Construction
Step pattern (W = whole step, H = half step): H-W-H-W-W-W-W.
Formula (intervals from the root): 1-b2-b3-b4-b5-b6-b7.
Every degree except the root is flatted. Enharmonically (same pitch, different name), the b4 functions as the major 3rd, so the essential dominant chord tones are present: 1, 3 (enharmonic b4), and b7. Everything else is altered. This is the melodic minor family's most chromatic mode.
Origin and Relationships
The altered scale is a mode -- a scale derived by starting a parent scale from a different degree.
- Parent: the 7th mode of melodic minor. From the altered scale root, go up a half step to find the parent melodic minor (e.g., B altered shares the same notes as C melodic minor).
- Alternate names: Super Locrian, diminished whole tone, Ravel scale. The "diminished whole tone" name describes the scale's structure: the first four notes outline a diminished pattern, the last four outline a whole-tone pattern.
- Compare to Locrian: both share b2, b3, b5, b6, and b7, but Locrian has a natural 4 (minor function) where Altered has b4/enharmonic 3 (dominant function). That enharmonic major 3rd -- the same pitch heard as a different scale degree -- is the reason Altered works over dominant chords and Locrian does not.
Harmonic Context
In Roman numeral analysis (uppercase = major, lowercase = minor):
- 7alt (altered dominant): The home chord. Extensions (9ths, 11ths, 13ths) are chord tones beyond the basic 1-3-5-7. The altered scale provides b9, #9, #11 (enharmonic b5), and #5 (enharmonic b6) -- every possible dominant alteration.
- Common voicing pairs: b9 with #5 and #9 with b5 are the most frequently used combinations in jazz comping, giving two distinct altered colors from the same scale.

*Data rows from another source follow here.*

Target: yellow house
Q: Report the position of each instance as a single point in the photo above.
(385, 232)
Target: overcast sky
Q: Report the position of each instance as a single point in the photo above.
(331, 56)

V7alttoI(a cadence -- a chord sequence that creates a sense of arrival): The standard jazz resolution. Maximum chromatic tension resolving to consonance. The altered scale is the default vocabulary for this moment.- Tritone sub link: The altered scale over
V7contains the same pitches as Lydian Dominant overbII7. This shared pitch set is what connects the altered dominant to the tritone substitution.
Characteristic Tones
The intervals that give the altered scale its distinctive sound:
- b9 and #9 (both ninths altered): Two altered ninths in one scale. The b9 creates tight dissonance against the root; the #9 (enharmonic b3) adds a bluesy edge. Together they generate maximum upper-structure tension.
- b5/#11 and #5/b6 (both fifths altered): No perfect 5th exists. The absence of a stable 5th keeps the chord restless and forward-leaning.
- b4/3 (enharmonic major third): The hidden dominant anchor. Without this enharmonic 3rd, the scale would be minor -- it is what separates Altered from Locrian and gives the scale its dominant function.
Melodic Applications
Use the altered scale over V7 chords when you want maximum tension before resolution. Target the 3rd (enharmonic b4) and b7 to keep the dominant function audible while the altered tones create dissonance around them. Over V7alt resolving to I, every chromatic tension snaps into consonance -- the more tension you build, the more satisfying the arrival.
Practice Seeds
Find the chord. Locate 1, 3 (enharmonic b4), and b7 within the scale. Hear how the dominant chord tones anchor the sound amid all the alterations -- this skeleton is what makes the scale functional over dominant chords.
Melodic minor connection. Play the melodic minor scale from a half step above the root, then play the same notes starting from the altered scale's root. Hear the parent-mode relationship -- same seven pitches, completely different tonal center and mood.
V7alt to I. Play the altered scale over a V7 chord, then resolve to Imaj7. Experience the tension-resolution payoff -- every chromatic note snaps to a chord tone on arrival.
Locrian comparison. Play Locrian and then Altered from the same root. Hear how the enharmonic major 3rd in Altered creates dominant pull where Locrian's natural 4 stays minor -- one degree, entirely different function.